“Thank you.” Theo turned to the door once more and opened it.
“I didn’t know, you know,” I said, turning my attention to the large doors that overlooked the beach. “About the tape. I had no idea it existed until the world found out. But don’t worry. I’ll only be here a week, less if I can help it, and I’ll do everything I can to avoid your daughter.”
I had no idea if he looked back at me, but the longest moment passed until the sound of the front door opening and closing echoed through the empty house.
Which meant so many other people in this town probably knew, too.
There was no escaping the hell my ex was putting me through, no matter how hard I tried or how far I ran.
Maybe a remote Amazonian tribe was willing to take me in.
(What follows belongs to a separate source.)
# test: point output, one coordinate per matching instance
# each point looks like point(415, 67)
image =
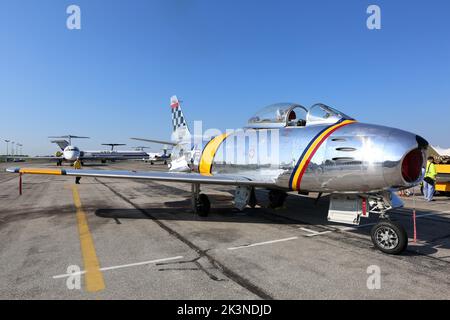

I probably wouldn’t last long in the jungle, but at least they could eat me when I died.
I sighed, looked at the eggs in the jug, and headed to take a shower.
I wasn’t so hungry anymore.
By the time I was done with my shower, my need for food eclipsed my desire to cook. I abandoned my egg mix down the sink, put the bacon back in the fridge, and pulled my wet hair into a braid that hung over one shoulder before I grabbed all my things and headed for my car.
Even though going out was the last thing I really wanted to do right now, I got into my car and used a passing space in the dirt road outside the beach house to turn around. The diner was only mere minutes from here, and I felt like a familiar face was what I needed right now.
I drove past Theo’s house and turned onto the road that was even worse than the one I’d just been on. If I made it out of Creek Keys without getting new tires on my car, it would be a damn miracle.
Finally, after far too long, I made it off the rocky, stony road and onto the regular road that would lead me straight to the diner.
I was ten seconds away from a puncture.
Minutes later, I pulled into the parking lot outside the diner and parked up. It was busier than yesterday, but not overtly so. I guess I was too early for the lunch rush and too late for the breakfast one.
Charity beamed the second she saw me. “Well, look who it is! Back for more food?”
My stomach rumbled, answering for me. I guess I was hungry after all. “Sounds like it.” I laughed quietly. “I just needed to get out of the house and didn’t know where else to go.”
Her mouth formed a little ‘oh’ of understanding. “Come take a seat up at the bar. Most of these people are just here havin’ themselves a coffee before they go to the beach, so don’t you worry.”
I followed her through the lively diner to the bar. She was right—almost nobody had food in front of them, except for a few little kids still making their way through pancakes.
I slid onto the stool at the corner of the bar and set my purse at my feet, accepting the menu Charity slid my way.
She turned to make it, and as it spluttered to life, she said over her shoulder, “So. What did Theo do now?”
I blinked at her. “Why would what he does bother me?”
“Well, you’re rentin’ his house, his daughter loves you, and he can be a bit of a prickly little shit if you ask me.”
I didn’t ask, but I did appreciate it all the same. It was nice to know it wasn’t just me.
I shrugged one shoulder, trying to brush it off. “It’s nothing, really. I’m having a rough time and I guess it just got to me a little more.”
“Right. On account of the issues you’re dealin’ with.”
She pulled the coffee mug from beneath the machine and put it down in front of me. Slowly, she raised one thickly drawn brown eyebrow at me. “Of course I know. You think I don’t have grandkids?”
“Actually, I thought you were in your forties.”
“Well ain’t you sweet.” She patted my arm. “My granddaughter is about the same age as Arielle and loves your videos. When she came to stay here two months ago, she wanted me to curl her hair exactly like you did in some tutorial. Her mama couldn’t get it right, bless her soul, but neither could I. Hooooey, let me tell you, those preteen tantrums are no joke.”
My lips twitched. “I’ll teach you.”
“And I sure appreciate that.” She winked. “So yes, darlin’, I know who you are and why you’re hidin’ here. Not that I think you need to hide. If you released it, good on you. If you didn’t, tell me where the jerk who did lives and I’ll sort him out for you.”